Thesis Defense: Ruiqi Yang

Please join Yale Chemistry for a thesis seminar with Ruiqi (Rachel) Yang, Pfefferle Group.

Title: Strain Engineering in Confined Graphene Oxide Systems: Implications for Catalysis and Superconductivity

Summary: Nanoscale confinement offers a powerful strategy for controlling material behavior by restricting geometry, modifying local bonding environments, and generating strain that is difficult to access in bulk systems. This thesis investigates graphene-based confinement architectures as tunable platforms for strain-mediated catalysis and high-pressure materials stabilization. Two major systems are examined: sulfur-linked graphene oxide nanosheets and graphene oxide nanoscrolls. Through structural characterization, Raman spectroscopy, high-pressure studies, and catalytic testing, this work demonstrates that confinement geometry and nanoparticle identity can strongly influence the strain state of graphene oxide hosts. In catalytic CO2 hydrogenation, these strain differences correlate with distinct product pathways, with NiO confined in graphene oxide nanoscrolls favoring ethylene formation and NiO confined in sulfu-linked graphene oxide favoring ethane formation.
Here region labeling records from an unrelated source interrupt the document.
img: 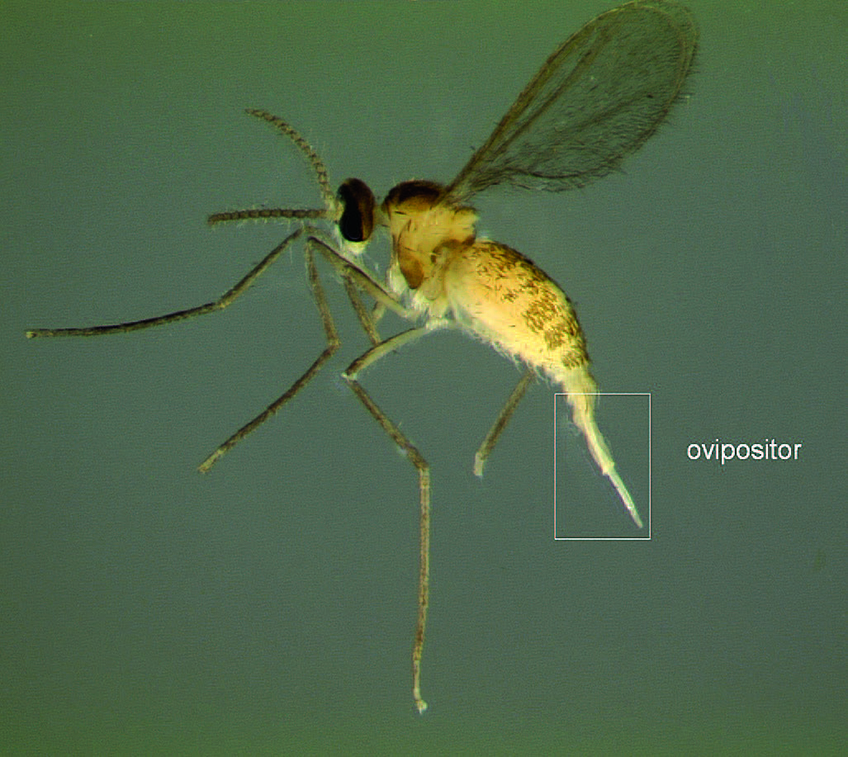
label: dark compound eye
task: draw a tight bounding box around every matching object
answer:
[338,179,375,242]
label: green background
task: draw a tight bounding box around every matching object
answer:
[0,0,848,755]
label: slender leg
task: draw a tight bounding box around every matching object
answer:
[474,368,536,478]
[345,378,430,713]
[344,279,383,347]
[342,312,449,713]
[308,236,417,321]
[198,245,341,473]
[26,229,303,339]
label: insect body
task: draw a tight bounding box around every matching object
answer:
[27,0,697,712]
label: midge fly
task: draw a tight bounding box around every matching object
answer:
[27,0,698,712]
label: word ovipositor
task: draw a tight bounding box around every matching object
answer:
[686,439,804,465]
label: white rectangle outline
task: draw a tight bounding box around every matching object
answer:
[554,392,652,541]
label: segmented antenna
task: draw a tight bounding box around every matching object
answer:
[245,108,336,210]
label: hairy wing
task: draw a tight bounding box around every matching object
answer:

In high-pressure studies, graphene oxide confinement further enables the formation and partial retention of metastable sulfur-containing phases and nanoparticle composites after decompression. Together, these findings establish strain-in-confinement as a useful design principle for tuning reaction selectivity and stabilizing functional materials. Future directions include comparing strain generation across linked nanosheet and nanoscroll geometries, tuning host strain through nanoparticle identity, extending strain-controlled catalysis to reactions such as ammonia synthesis, and exploring boron nitride nanoscrolls as more thermally robust confinement hosts.